- From: <bugzilla@wiggum.w3.org>
- Date: Thu, 22 Mar 2007 09:12:11 +0000
- To: www-validator-cvs@w3.org
- CC:
http://www.w3.org/Bugs/Public/show_bug.cgi?id=978
ot@w3.org changed:
What |Removed |Added
----------------------------------------------------------------------------
Status|REOPENED |ASSIGNED
Component|Parser |check
Summary|errors in XMLPI make openSP |systematic xml preparse mode
|output errors beyond |triggers wrong parse mode
|document boundaries |for xml documents with
| |broken xml declaration
------- Comment #5 from ot@w3.org 2007-03-22 09:12 -------
http://qa-dev.w3.org/wmvs/HEAD/check?uri=http%3A%2F%2Fqa-dev.w3.org%2Fwmvs%2FHEAD%2Fdev%2Ftests%2Fbogus-xmlpi.html;debug
is useful in understanding what's happening.
* an XHTML document is sent as text/html (curse the day text/html was said to
be OK for XHTML...)
* the parse mode is set to TBD
* preparse looks at document
- by default HTML::Parser was set to XML mode
- pre-parsing cannot find end of XML declaration, and thus parses the whole
doc as if...
- the doctype cannot be found
* as a result, XML mode is NOT triggered
* openSP is launched in SGML mode
* openSP parses the XML DTD as an SGML DTD, whines
* errors are reported in the DTD (which is why it looks as though it reports
errors in the document, but at odd lines).
FIX: use pre-parser as XML mode only if the content-type has unambiguously
shown that we should do so.
In the case of text/html, cautiously use SGML pre-parsing.
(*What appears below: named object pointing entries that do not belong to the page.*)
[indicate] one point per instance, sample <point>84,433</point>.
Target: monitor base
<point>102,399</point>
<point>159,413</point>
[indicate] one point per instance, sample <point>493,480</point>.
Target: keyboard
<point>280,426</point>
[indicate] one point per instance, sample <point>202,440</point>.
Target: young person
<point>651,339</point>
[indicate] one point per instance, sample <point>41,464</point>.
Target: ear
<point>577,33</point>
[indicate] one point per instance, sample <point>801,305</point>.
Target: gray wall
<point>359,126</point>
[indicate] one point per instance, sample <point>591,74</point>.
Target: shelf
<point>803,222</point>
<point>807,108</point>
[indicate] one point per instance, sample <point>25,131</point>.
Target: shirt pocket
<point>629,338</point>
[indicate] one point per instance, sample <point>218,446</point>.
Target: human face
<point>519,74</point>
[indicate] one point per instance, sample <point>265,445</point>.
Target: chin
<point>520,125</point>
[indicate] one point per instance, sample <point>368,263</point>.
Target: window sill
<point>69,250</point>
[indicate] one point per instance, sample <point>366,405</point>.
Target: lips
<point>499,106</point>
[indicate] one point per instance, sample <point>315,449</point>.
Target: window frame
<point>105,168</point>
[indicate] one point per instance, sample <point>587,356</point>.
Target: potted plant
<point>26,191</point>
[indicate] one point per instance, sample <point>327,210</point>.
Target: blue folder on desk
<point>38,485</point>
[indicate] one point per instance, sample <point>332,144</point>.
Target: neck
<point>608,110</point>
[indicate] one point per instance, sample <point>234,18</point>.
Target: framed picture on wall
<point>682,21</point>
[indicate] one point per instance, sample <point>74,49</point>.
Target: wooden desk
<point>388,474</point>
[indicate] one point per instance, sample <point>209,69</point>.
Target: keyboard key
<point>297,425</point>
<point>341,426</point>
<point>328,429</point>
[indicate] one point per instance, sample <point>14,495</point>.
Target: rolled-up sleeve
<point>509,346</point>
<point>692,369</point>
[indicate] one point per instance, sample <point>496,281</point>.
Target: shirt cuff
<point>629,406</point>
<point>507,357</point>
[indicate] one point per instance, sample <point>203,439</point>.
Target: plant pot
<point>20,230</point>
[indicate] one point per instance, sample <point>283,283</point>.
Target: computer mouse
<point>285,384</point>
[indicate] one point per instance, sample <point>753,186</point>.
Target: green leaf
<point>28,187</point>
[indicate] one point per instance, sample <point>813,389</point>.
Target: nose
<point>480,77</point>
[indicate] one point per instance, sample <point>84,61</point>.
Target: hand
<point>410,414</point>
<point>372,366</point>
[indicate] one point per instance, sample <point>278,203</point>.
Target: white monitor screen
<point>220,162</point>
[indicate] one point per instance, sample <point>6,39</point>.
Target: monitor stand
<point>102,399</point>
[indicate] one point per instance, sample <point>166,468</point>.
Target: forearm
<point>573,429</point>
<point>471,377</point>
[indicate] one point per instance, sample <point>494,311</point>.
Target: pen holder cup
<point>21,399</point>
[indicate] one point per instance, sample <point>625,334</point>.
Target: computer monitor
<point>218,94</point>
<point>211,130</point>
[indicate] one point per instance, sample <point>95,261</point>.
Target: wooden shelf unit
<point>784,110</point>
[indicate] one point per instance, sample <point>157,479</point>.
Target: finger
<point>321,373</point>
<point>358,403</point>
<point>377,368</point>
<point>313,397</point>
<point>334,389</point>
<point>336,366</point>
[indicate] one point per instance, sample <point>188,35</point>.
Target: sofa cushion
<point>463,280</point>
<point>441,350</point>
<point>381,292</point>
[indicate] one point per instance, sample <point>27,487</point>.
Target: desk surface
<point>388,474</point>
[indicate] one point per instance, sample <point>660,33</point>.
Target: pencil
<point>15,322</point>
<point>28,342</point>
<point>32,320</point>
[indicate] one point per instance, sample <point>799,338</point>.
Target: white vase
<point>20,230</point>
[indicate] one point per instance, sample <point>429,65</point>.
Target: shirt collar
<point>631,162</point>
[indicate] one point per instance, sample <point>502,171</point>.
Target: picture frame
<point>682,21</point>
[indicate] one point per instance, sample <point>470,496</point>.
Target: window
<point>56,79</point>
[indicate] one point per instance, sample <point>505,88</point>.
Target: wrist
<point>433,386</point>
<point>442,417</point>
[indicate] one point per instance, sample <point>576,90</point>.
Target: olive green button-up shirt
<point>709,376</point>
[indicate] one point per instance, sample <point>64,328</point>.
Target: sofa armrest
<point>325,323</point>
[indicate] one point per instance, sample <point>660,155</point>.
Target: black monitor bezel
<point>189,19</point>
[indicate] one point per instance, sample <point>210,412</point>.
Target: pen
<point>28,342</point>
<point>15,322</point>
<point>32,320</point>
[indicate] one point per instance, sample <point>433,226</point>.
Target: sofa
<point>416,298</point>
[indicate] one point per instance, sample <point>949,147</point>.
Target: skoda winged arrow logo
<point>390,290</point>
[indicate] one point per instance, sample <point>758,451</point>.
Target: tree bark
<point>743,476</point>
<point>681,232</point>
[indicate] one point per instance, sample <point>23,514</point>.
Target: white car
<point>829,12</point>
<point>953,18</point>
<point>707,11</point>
Finding an XHTML
document type will later trigger xml mode in the actual parser and validator.
[[
my $p = HTML::Parser->new(api_version => 3);
- $p->xml_mode(TRUE);
+ # if content-type has shown we should pre-parse with XML mode, use that
+ # otherwise (mostly text/html cases) use default mode
+ $p->xml_mode(TRUE) if ($File->{Mode} eq 'XML');
]]
I have to test this patch against a number of other test cases, but I'm hopeful
it should be the solution to this problem, as well as Bug #14.
Received on Thursday, 22 March 2007 14:05:25 UTC